Moths comprise a group of insects related to butterflies, belonging to the order Lepidoptera. Most lepidopterans are moths, and there are thought to be approximately 160,000 species of moth,
Moths evolved long before butterflies, with fossils having been found that may be 190 million years old. Both types of Lepidoptera are thought to have evolved along with flowering plants, mainly because most modern species feed on flowering plants, both as adults and larvae.
The Peppered moth, which changed its colour from white to black in areas of Britain with heavy pollution, is now reverting to its original appearance. ... Now in post-industrial Britain, 200 years after Darwin's birth, the moth is changing back to its original white colour.
Although the rules for distinguishing moths from butterflies are not well established, one very good guiding principle is that butterflies have thin antennae and (with the exception of the family Hedylidae) have small balls or clubs at the end of their antennae. Moth antennae are usually feathery with no ball on the end.
Moths frequently appear to circle artificial lights ... One hypothesis is called celestial or transverse orientation. By maintaining a constant angular relationship to a bright celestial light, such as the moon, they can fly in a straight line ... The moth instinctively attempts to correct by turning toward the light, thereby causing airborne moths to come plummeting downward, and resulting in a spiral flight path that gets closer and closer to the light source.
Some moths are farmed for their economic value. The most notable of these is the silkworm, the larva of the domesticated moth Bombyx mori. It is farmed for the silk with which it builds its cocoon.
Several moths in the family Tineidae are commonly regarded as pests because their larvae eat fabric such as clothes and blankets made from natural proteinaceous fibers such as wool or silk.
Despite being notorious for eating clothing, most moth adults do not eat at all ... do not have mouth parts ... there are many that will drink nectar (thru their proboscus).
The larvae of many species are used as food, particularly in Africa, where they are an important source of nutrition.
Moth antennae are usually feathery with no ball on the end.

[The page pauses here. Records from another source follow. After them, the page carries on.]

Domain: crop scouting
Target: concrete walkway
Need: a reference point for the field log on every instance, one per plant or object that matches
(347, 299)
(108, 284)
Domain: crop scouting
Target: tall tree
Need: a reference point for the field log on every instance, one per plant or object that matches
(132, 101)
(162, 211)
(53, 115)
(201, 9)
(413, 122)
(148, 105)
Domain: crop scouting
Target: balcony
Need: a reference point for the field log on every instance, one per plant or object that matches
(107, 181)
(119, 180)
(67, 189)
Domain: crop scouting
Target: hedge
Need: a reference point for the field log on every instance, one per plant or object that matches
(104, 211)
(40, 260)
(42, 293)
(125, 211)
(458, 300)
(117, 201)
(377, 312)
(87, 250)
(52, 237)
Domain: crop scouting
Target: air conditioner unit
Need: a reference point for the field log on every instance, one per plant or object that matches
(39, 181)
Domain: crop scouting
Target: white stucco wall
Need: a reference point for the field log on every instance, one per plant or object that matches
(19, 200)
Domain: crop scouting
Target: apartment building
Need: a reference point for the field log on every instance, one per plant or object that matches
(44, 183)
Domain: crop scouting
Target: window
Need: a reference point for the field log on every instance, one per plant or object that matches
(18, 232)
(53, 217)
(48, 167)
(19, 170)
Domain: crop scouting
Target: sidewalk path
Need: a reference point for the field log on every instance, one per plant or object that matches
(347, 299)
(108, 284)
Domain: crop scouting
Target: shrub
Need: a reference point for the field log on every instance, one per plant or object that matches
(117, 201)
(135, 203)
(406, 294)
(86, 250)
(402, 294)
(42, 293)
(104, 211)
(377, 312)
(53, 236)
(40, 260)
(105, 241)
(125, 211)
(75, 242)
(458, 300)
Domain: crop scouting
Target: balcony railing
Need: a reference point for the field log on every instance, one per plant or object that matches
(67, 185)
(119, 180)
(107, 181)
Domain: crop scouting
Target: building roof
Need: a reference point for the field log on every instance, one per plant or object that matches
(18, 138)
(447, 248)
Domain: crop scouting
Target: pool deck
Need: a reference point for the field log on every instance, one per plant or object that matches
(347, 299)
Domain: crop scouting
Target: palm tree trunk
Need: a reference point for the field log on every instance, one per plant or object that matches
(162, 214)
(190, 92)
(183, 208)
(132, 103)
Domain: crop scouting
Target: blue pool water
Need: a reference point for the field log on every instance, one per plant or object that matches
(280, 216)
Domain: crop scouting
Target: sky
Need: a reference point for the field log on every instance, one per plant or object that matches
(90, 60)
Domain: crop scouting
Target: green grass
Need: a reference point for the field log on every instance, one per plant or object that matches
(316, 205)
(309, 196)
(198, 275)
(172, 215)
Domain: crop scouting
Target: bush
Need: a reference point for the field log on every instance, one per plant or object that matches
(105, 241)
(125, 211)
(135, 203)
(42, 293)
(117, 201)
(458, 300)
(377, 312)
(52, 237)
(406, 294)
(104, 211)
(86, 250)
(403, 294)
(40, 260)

So, in short, Moths have no balls.
I had no idea this type of moth existed until I observed one in my back yard last year. It was fascinating to watch the little guy feeding on the nectar of some potted pentas.
Good one Tim!
I'm very familiar with this moth. When I first saw them on our butterfly bushes, I thought they were a kind of bee.
Back when I was a huge gardener I got to have a personal relationship with some of their kinfolk, otherwise known as tomato horn-worms(caterpillars) that would occasionally ravage my tomato plants.
They are huge and can gobble up alot of leaves pretty quick. The worms really are beautiful though. Looks like a bunch of eyes along each side of their bodies.